Он аккуратно двумя пальцами принял шелкопряда из её рук и тоже поднёс к губам.
– Ага, пахнет шелковицей! – блаженно произнёс Аркашка. – Назовём его Мусей.
– Муузяаа! – попробовала на вкус это имя Лида и снова задрала верхнюю губу в лошадином смехе.
Мусю опустили на свежий лист, он деловито прикрепился задним своим концом к поверхности и изогнулся подковой.
– Сейчас начнётся, – произнёс Аркашка, и они замерли, словно перед титрами трофейного фильма в городском кинотеатре.
Шелкопряд вгрызся в край листа и методично, с точностью ювелира, начал обкусывать зелёную плоть, оставляя за собой волнистую дугообразную линию.

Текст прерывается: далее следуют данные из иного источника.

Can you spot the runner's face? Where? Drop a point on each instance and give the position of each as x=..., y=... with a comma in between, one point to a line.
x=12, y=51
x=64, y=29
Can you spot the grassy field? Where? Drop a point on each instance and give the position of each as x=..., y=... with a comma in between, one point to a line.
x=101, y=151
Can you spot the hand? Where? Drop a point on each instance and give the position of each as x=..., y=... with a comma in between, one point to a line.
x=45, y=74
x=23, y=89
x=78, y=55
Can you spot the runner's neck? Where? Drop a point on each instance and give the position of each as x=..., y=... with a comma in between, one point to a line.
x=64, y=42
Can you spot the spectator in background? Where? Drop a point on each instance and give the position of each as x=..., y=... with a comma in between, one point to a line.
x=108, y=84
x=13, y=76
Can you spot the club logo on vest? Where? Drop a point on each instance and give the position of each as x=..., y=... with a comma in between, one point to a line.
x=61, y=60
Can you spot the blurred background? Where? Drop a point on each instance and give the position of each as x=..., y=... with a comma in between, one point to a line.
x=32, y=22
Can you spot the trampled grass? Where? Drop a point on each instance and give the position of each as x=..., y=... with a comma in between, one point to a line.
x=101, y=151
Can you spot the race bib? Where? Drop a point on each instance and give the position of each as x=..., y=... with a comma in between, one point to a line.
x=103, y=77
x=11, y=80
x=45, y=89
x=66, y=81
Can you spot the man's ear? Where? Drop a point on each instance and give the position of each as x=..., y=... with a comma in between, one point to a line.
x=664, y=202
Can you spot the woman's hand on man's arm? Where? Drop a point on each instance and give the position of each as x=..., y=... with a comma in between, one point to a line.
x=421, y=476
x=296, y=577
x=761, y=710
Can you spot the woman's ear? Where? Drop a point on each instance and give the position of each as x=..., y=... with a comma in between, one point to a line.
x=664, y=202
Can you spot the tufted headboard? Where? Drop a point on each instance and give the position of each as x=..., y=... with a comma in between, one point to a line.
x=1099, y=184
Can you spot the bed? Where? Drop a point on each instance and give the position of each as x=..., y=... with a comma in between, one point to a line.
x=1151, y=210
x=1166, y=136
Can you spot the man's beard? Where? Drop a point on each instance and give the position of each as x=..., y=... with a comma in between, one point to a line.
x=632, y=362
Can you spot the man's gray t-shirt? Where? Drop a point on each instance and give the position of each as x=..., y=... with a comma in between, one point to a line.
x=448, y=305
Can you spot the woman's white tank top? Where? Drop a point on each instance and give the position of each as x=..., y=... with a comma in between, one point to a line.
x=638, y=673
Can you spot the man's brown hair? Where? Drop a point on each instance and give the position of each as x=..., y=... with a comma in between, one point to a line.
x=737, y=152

– Кушает, – с замиранием сердца произнесла Лида.
– Хрумкает, – подтвердил Аркашка.
Они соединились лбами над коробкой шелкопрядов, и Аркашке в нос ударил Лидкин запах – странный, чуть сладкий, чуть солёный, животный, не приятный, но и не противный. Запах исходил от её грудей, подмышек и вечно влажных кипенно-белых ладошек. Они уже два года вместе выращивали шелкопрядов, наблюдали, сидя голова к голове, весь цикл их земного существования, и когда червяки, впав в нирвану, наматывали вокруг себя космический кокон, относили их на фабрику и получали вознаграждение. Как эти деньги делились между Лидкой и мамой, Аркашка наверняка не знал. Возможно, мама брала их себе и покупала «мишигине» новое платье или кастрюлю, потому что Лидка точно бы постирала купюры в тазу или отдала в окно подросткам за кружку пива. В любом случае поход на фабрику был для неё событием, и она долго потом вспоминала и рассказывала всем, как «вот этими ручками заработала себе копеечку».
– Скоро оденутся мои хорошие в белые одежды, получим денежку, куплю себе новое платье и выйду замуж за принца! – размечталась Лидка.
– А принц-то есть у тебя? – спросил Аркашка.
– Есть. Он мне колечко подарит, на море увезёт. И убьёт драгона. – Лидка любила заменять глухие согласные звонкими, за счёт чего её речь будто переливалась колокольчиками.
– Сама придумала? – уточнил Гинзбург.
– Он сказал. Он умный. Добрый. Я верю ему.
– Когда же ты с ним познакомиться успела?
– Не разгажешь никому?
– Зуб даю. Никто ничего не узнает. – Аркашка нетерпеливо дёрнул Лиду за юбку.
– Он ходит ко мне в окно ночью, – прошептала она на ухо, – и носит мороженое. Он любит меня.
Аркашка замер на месте. Он сидел некоторое время, пытаясь понять, зачем ему эта информация и как на неё реагировать. Тишина вокруг была такой всеобъемлющей, что слышалось, как Муся и ему подобные поглощают листья тутовника.